1. TRANSLATE the problem information

• Given information:
  • Temperature conversion formula: \(\mathrm{h = \frac{9(v-273.15)}{5} + 32}\)
  • Fahrenheit temperature: \(\mathrm{h = 467.33°F}\)
  • Need to find: v (temperature in kelvins)

2. INFER the solution strategy

• Since we know h and need to find v, we must solve for v by isolating it
• We'll work backwards through the order of operations, undoing each operation in reverse sequence
• The formula shows: v → subtract 273.15 → multiply by 9 → divide by 5 → add 32 → get h
• To reverse this: h → subtract 32 → multiply by 5 → divide by 9 → add 273.15 → get v

3. SIMPLIFY by substituting and solving step-by-step

• Substitute h = 467.33:

\(\mathrm{467.33 = \frac{9(v-273.15)}{5} + 32}\)

• Subtract 32 from both sides:

\(\mathrm{467.33 - 32 = \frac{9(v-273.15)}{5}}\)

\(\mathrm{435.33 = \frac{9(v-273.15)}{5}}\)

• Multiply both sides by 5 (use calculator):

\(\mathrm{435.33 \times 5 = 9(v-273.15)}\)

\(\mathrm{2176.65 = 9(v-273.15)}\)

• Divide both sides by 9 (use calculator):

\(\mathrm{2176.65 \div 9 = v-273.15}\)

\(\mathrm{241.85 = v-273.15}\)

• Add 273.15 to both sides (use calculator):

\(\mathrm{241.85 + 273.15 = v}\)

\(\mathrm{515 = v}\)

Answer: 515 (or 515.0, or 515 kelvins)

Why Students Usually Falter on This Problem

Most Common Error Path:

Weak SIMPLIFY execution: Students make arithmetic errors when working with decimals, especially in the multiplication and division steps.
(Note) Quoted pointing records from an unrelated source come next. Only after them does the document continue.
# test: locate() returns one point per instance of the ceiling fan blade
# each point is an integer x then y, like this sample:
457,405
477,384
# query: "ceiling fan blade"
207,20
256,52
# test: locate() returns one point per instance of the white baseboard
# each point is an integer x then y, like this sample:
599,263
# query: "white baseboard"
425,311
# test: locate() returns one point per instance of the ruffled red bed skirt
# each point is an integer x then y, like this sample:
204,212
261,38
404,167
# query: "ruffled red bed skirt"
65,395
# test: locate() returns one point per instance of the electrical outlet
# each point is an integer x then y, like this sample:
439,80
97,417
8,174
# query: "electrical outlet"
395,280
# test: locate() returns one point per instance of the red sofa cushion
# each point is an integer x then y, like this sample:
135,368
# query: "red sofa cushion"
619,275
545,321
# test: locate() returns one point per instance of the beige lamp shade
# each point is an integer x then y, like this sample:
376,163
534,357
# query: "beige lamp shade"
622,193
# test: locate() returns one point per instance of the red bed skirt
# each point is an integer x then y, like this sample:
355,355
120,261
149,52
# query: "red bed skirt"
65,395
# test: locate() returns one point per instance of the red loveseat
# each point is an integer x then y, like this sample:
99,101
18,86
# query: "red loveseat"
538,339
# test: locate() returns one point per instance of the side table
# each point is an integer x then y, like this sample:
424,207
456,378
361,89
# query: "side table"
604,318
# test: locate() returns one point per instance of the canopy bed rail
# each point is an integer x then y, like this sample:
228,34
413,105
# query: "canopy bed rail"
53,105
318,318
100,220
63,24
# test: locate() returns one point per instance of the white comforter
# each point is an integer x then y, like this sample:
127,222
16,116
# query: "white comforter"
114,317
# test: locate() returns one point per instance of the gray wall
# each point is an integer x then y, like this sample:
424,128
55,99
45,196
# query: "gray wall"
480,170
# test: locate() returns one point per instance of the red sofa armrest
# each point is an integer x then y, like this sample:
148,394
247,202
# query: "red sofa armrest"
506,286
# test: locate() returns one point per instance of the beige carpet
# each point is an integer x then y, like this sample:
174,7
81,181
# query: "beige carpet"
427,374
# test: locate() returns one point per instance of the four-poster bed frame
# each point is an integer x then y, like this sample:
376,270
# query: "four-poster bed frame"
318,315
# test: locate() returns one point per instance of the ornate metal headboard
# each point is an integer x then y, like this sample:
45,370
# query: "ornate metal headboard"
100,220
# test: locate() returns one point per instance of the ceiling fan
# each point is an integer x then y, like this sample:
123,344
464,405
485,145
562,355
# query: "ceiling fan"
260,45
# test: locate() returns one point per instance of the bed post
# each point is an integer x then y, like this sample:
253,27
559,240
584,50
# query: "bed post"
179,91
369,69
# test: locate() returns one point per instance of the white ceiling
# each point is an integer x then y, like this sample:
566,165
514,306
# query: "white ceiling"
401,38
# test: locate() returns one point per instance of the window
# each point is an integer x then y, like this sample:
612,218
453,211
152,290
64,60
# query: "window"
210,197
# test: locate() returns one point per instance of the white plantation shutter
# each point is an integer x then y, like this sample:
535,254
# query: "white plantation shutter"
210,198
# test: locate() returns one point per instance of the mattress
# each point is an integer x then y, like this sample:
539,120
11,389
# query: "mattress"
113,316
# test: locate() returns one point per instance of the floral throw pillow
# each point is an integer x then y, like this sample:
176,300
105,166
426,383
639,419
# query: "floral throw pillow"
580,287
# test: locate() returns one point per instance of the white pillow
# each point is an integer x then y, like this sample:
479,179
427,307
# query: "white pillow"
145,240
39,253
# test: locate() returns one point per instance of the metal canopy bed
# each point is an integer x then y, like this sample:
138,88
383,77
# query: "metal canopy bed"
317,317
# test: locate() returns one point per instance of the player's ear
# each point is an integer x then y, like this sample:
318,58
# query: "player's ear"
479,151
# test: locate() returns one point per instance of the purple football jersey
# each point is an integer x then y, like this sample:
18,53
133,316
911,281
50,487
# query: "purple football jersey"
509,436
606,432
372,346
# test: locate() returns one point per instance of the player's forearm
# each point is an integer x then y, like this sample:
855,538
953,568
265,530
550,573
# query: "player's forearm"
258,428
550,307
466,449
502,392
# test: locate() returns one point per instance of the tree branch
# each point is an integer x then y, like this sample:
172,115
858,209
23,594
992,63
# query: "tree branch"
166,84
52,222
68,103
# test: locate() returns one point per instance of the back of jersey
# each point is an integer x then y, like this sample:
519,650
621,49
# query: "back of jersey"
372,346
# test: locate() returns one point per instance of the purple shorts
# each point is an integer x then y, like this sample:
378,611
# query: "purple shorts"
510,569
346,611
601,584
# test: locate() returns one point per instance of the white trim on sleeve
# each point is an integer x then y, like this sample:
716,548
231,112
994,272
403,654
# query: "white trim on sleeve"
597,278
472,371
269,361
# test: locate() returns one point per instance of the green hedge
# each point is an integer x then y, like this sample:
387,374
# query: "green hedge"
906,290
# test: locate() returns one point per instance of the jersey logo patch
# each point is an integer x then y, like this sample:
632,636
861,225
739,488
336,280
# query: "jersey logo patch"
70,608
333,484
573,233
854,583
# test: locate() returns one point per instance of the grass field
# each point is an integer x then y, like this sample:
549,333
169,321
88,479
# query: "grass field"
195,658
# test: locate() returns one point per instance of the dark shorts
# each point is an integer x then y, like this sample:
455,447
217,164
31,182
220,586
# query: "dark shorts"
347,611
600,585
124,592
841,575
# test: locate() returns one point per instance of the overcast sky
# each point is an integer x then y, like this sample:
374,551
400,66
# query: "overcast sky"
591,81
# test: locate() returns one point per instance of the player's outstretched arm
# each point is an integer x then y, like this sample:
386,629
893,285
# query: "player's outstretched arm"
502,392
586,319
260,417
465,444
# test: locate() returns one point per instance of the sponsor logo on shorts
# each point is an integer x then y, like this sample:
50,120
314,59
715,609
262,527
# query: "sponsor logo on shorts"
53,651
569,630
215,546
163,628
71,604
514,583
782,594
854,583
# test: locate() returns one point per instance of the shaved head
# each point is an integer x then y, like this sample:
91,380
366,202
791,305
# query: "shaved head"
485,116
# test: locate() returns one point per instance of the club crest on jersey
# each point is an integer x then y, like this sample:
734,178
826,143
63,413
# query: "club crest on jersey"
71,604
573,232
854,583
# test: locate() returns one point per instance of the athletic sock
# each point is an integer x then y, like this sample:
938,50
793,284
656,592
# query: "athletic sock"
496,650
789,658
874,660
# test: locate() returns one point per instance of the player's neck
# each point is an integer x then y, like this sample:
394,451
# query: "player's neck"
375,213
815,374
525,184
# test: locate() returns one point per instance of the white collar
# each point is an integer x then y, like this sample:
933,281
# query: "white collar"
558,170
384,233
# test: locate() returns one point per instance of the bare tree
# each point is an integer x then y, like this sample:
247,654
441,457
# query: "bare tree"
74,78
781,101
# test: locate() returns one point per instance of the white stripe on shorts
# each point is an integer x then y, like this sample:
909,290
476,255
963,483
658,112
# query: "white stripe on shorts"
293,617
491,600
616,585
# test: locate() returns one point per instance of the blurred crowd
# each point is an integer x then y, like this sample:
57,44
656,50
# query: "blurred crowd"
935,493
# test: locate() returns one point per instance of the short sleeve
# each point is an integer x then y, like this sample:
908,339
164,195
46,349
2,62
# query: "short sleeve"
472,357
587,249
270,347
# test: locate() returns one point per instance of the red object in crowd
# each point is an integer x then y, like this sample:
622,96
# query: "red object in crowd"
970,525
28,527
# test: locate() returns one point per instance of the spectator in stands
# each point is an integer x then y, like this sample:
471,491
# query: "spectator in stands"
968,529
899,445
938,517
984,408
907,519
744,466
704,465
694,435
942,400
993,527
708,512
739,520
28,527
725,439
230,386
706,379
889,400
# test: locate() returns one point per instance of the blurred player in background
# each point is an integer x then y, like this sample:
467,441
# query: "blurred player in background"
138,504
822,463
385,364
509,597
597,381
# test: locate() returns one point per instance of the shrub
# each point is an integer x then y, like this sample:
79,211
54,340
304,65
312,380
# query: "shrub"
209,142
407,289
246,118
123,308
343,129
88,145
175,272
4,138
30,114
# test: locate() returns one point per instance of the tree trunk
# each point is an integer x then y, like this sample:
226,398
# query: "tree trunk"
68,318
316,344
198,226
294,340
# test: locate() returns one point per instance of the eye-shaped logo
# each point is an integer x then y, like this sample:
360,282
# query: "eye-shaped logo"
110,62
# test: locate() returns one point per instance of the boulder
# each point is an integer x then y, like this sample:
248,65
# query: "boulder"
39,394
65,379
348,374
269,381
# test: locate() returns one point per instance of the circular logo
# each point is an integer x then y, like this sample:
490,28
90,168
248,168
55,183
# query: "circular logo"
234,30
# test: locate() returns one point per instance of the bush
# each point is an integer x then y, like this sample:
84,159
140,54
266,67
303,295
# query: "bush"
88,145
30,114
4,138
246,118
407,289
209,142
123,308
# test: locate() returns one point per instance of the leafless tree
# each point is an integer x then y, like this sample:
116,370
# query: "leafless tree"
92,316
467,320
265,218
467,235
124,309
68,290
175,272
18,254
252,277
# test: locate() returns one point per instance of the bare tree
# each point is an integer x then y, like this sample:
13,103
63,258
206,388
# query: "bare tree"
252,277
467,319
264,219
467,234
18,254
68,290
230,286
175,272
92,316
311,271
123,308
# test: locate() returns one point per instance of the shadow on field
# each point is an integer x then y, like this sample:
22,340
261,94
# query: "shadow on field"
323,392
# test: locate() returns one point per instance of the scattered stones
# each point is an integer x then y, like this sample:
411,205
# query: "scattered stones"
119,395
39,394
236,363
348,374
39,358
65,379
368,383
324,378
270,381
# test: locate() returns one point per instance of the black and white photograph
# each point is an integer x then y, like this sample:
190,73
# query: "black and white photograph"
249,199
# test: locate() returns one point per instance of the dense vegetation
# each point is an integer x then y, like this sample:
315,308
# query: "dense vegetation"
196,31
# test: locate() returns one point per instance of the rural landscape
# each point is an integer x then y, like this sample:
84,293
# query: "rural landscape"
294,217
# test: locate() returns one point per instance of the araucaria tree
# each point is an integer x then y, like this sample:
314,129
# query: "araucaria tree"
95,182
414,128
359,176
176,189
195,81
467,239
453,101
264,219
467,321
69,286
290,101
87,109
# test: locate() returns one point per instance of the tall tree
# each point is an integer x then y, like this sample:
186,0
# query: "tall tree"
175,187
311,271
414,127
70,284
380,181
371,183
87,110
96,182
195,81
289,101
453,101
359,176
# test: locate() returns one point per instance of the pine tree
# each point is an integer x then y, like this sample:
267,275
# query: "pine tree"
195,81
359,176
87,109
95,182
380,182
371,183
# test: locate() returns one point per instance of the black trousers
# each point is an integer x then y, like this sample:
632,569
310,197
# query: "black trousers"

For example, they might calculate \(\mathrm{435.33 \times 5}\) incorrectly as 2176.5 instead of 2176.65, or make errors in \(\mathrm{2176.65 \div 9}\). These small arithmetic mistakes compound through the remaining steps, leading to an incorrect final answer. This causes confusion and often leads to guessing among reasonable temperature values.

Second Most Common Error:

Incomplete SIMPLIFY process: Students solve partway through the problem but don't complete all steps to fully isolate v.

They might successfully get to \(\mathrm{241.85 = v - 273.15}\) but then forget the final step of adding 273.15 to both sides. This leads them to incorrectly think the answer is 241.85 instead of 515, which seems reasonable as a temperature value but is wrong.

The Bottom Line:

This problem requires sustained attention through multiple decimal calculations. Students who rush or lose focus during the algebraic manipulation often make small errors that completely derail their solution, even when they understand the correct approach.